Longer-term optimism is equally strong, with farmers citing favourable rainfall patterns in 2023 and 2024 as a foundation for sustained growth.

Persistent Challenges Threaten Progress

Despite the optimism, the sector faces significant hurdles. Pests and diseases remain the top concern, affecting 95 per cent of farmers, followed closely by high input costs (90 per cent).

The rising cost of certified hybrid seeds has forced some farmers to resort to lower-quality alternatives or reduce seed purchases, potentially compromising yields.

While the subsidised fertilizer program has eased some financial pressures, the survey notes increased concerns about input affordability, with 92 per cent of farmers citing high costs as a barrier in March, up from 87 per cent in September 2024.

Marketing and sales also pose challenges, with price fluctuations (cited by over 80 per cent of farmers) and interference by middlemen (69 per cent) driving inefficiencies.

These issues are compounded by poor road infrastructure and competition from cheap imports, particularly for wheat farmers, who reported reduced acreage due to low prices, high input costs, and pest challenges.

Onion farmers, similarly, are shifting to other crops following sharp price declines, highlighting the sector’s vulnerability to market dynamics.

Access to credit, while improved, remains a bottleneck. Only 36 per cent of farmers accessed credit in March, down from 48 per cent in January, with high interest rates (38 per cent) and lack of collateral (22 per cent) cited as primary barriers.

Banks, SACCOs, and digital credit providers are the main sources, but seasonal borrowing patterns suggest farmers may be timing loans earlier in the year. Credit is primarily used for inputs, labor, and equipment leasing, with less focus on farm expansion or diversification.

The agriculture sector’s performance has far-reaching implications for Kenya’s economy, which relies heavily on the sector for employment, GDP growth, and foreign exchange from exports like tea, coffee, and horticulture.

The survey notes a 4.2 per cent growth in the Agriculture, Forestry, and Fishing sector in Q3 2024, down from 5.1 per cent the previous year, driven by favourable weather and government interventions. However, a 12.2 per cent decline in tea production highlights the sector’s uneven performance.

Optimism about the broader economy is also on the rise, with 70 per cent of respondents expecting improved GDP growth in the next three months, up from 59 per cent in January.

This confidence is largely tied to the agriculture sector’s expected rebound, which supports manufacturing, trade, and rural livelihoods.
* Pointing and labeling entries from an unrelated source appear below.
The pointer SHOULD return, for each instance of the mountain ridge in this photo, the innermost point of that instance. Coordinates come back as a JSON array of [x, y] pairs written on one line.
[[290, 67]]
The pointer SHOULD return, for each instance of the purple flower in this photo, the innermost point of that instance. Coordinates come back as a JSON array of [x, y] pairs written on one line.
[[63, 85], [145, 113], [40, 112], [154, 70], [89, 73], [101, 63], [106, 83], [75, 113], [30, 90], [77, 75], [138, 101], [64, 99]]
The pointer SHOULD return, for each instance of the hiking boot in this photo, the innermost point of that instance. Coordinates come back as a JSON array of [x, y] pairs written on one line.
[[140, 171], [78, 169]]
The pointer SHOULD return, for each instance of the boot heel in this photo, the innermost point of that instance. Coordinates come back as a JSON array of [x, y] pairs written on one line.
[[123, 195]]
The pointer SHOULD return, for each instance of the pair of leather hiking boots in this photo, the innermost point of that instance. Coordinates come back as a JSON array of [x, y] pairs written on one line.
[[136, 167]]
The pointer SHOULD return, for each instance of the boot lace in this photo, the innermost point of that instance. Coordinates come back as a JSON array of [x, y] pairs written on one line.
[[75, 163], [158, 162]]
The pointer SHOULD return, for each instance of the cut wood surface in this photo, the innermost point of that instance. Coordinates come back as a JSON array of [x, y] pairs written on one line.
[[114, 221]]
However, sustaining this momentum will require addressing structural challenges, particularly in input access and market stability.
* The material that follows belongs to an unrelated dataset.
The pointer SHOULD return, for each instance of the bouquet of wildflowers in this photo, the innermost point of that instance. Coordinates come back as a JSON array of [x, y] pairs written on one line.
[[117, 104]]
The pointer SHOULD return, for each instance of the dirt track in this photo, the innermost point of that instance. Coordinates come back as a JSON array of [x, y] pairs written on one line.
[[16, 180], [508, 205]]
Policy Recommendations: Building on Progress

The survey respondents offered actionable suggestions to strengthen the sector, echoing recommendations from previous surveys.

Key proposals include expanding irrigation to reduce reliance on rain-fed agriculture, stabilizing commodity prices to protect farmers from volatility, and improving infrastructure like feeder roads and maize drying facilities to minimize post-harvest losses.
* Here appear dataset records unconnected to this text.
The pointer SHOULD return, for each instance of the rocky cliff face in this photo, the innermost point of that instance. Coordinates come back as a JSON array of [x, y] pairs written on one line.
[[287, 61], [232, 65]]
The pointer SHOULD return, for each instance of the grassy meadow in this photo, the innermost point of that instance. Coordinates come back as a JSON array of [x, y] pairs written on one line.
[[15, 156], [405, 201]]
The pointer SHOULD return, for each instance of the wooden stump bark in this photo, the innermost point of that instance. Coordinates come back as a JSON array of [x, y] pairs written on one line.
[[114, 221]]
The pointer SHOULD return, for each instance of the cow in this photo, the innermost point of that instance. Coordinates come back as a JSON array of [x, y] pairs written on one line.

Mechanisation, through subsidised tractor services, and enhanced extension services were also highlighted as critical for boosting yields.

The CBK’s policy recommendations align with these views, emphasising the need to sustain the subsidised fertilizer program, reduce pesticide costs, and increase fertilizer distribution centers’ accessibility.

Promoting price stability, particularly for cereals, and addressing compliance costs for horticultural exports could further incentivise production and enhance competitiveness.

Kenya’s agriculture sector stands at a pivotal moment. The favourable long rains forecast and government interventions provide a strong foundation for growth, but persistent challenges like input costs, pests, and market inefficiencies demand urgent attention.

As the CBK continues to monitor these trends, policymakers must prioritise targeted investments in irrigation, mechanisation, and market reforms to unlock the sector’s full potential.

For a nation where agriculture is both a livelihood and an economic lifeline, the stakes could not be higher.